Visitors won’t find the bull in the Louisiana Art & Science Museum’s exhibit Woodcuts by Jacques Hnizdovsky from the LASM Collection.
This is understandable. Hnizdovsky had to trade his drawing time for a quick escape that day.
But there are plenty of other animals from the menagerie of one of America’s foremost woodcut artists.
Tne show runs through Sunday, June 24, and features prints dating from the 1960s through the early 1980s, revealing the virtuosity and sensitivity with which Hnizdovsky captured plant and animal forms.
Hnizdovsky was born in 1915 in the Ukraine. He first experimented with printmaking media while in art school in Zagreb, Yugoslavia. Then, in 1949, Hnizdovsky moved to St. Paul, Minn., where he won a purchase award in a print exhibition at the Minneapolis Institute for Art.
Hnizdovsky gained recognition with his stylized views of nature. He produced more than 375 prints between 1944 and his death in 1985, and almost as many paintings.
Most of his subjects resided at the New York Botanical Gardens and the Bronx Zoo. Yet it was the tree that became Hnizdovsky’s most enduring subject.
“The tree is a symbol of nature’s force,” the museum’s biography stated. “Hnizdovsky’s tree portraits are made all the more poignant by the artist’s choice of process — the woodcut — in which he carves into wood to create a likeness that is later imprinted onto paper.”

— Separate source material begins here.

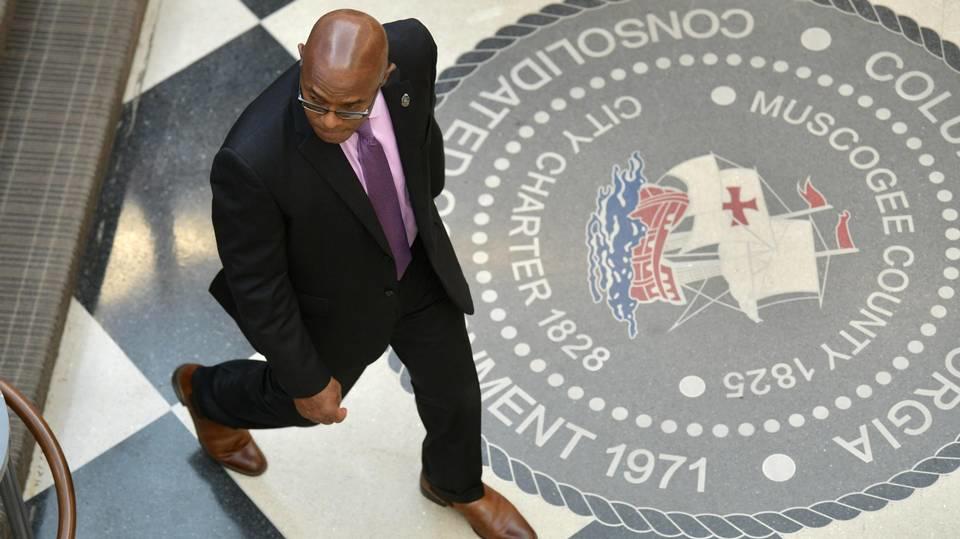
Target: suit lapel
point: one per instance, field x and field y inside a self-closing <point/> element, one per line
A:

The museum purchased 15 Hnizdovsky prints for its collection between 1977 and 1979. It recently has received a donation of 18 additional prints, including three self portraits, from the Hnizdovsky family.
The museum is showing a selection of these prints, along with the award-winning documentary film Sheep in Wood, showing the artist at work.

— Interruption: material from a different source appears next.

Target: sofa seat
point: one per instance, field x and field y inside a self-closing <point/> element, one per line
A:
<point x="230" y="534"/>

But there’s something more in Hnizdovsky’s work, a sense of humor and joy that can be found in his wife’s anecdote about the bull.

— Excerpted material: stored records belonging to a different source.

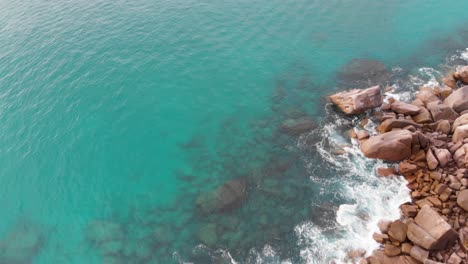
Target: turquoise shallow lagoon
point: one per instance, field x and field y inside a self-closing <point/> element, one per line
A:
<point x="117" y="116"/>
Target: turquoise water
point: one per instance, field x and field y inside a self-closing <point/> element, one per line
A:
<point x="127" y="111"/>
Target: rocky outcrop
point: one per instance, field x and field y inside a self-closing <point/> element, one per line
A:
<point x="357" y="101"/>
<point x="441" y="111"/>
<point x="404" y="108"/>
<point x="462" y="74"/>
<point x="430" y="138"/>
<point x="430" y="231"/>
<point x="458" y="100"/>
<point x="392" y="123"/>
<point x="391" y="146"/>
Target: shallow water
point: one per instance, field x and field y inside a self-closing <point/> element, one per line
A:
<point x="125" y="112"/>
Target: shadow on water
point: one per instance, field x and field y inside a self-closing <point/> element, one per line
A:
<point x="22" y="243"/>
<point x="251" y="184"/>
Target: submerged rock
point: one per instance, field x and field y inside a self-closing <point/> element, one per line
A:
<point x="21" y="245"/>
<point x="357" y="101"/>
<point x="297" y="126"/>
<point x="458" y="100"/>
<point x="207" y="235"/>
<point x="229" y="196"/>
<point x="363" y="72"/>
<point x="101" y="231"/>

She and daughter Mira live in New York, where they oversee his collection.
Stephanie met her husband at a party for artists given by her brother, who is a composer.
“I grew up reading children’s magazines that were illustrated by him,” she said. “I was fascinated to meet the artist whose work I had admired for so long. I was a model for many of his paintings.”
Then, when Mira was born, the Hnizdovskys would make family trips to parks.
“We would leave him to his drawing, and would go walking around the botanical gardens or zoo, viewing the exhibitions,” Stephanie said.
“It was closing time, and security often would have to be dispatched to find Jacques, who completely oblivious of the time. This happened very often.”
There are so many other stories to tell, such as the time Hnizdovsky stopped to draw a cornfield only to be accused of stealing corn.
The frantic farmer soon realized Hnizdovsky was only sketching and gave the artist several corn stalks to take home.
And yet another farmer gave Hnizdovsky a shovel when the artist asked to draw the thistles in the farmer’s field.
“Take them all,” the farmer said.
But now the results of those stories can be found in collections throughout the world, even in the movies.
“The ‘Sheep’ print is Jacques’ most famous print,” Stephanie said. “A poster of the ‘Sheep’ can be seen in the movie The Hours, in the kitchen scene with Meryl Streep.”
And the actual print of this gathering of sheep, staring back at the viewer from their puff of wool, can be found in the exhibit at the Louisiana Art & Science Museum.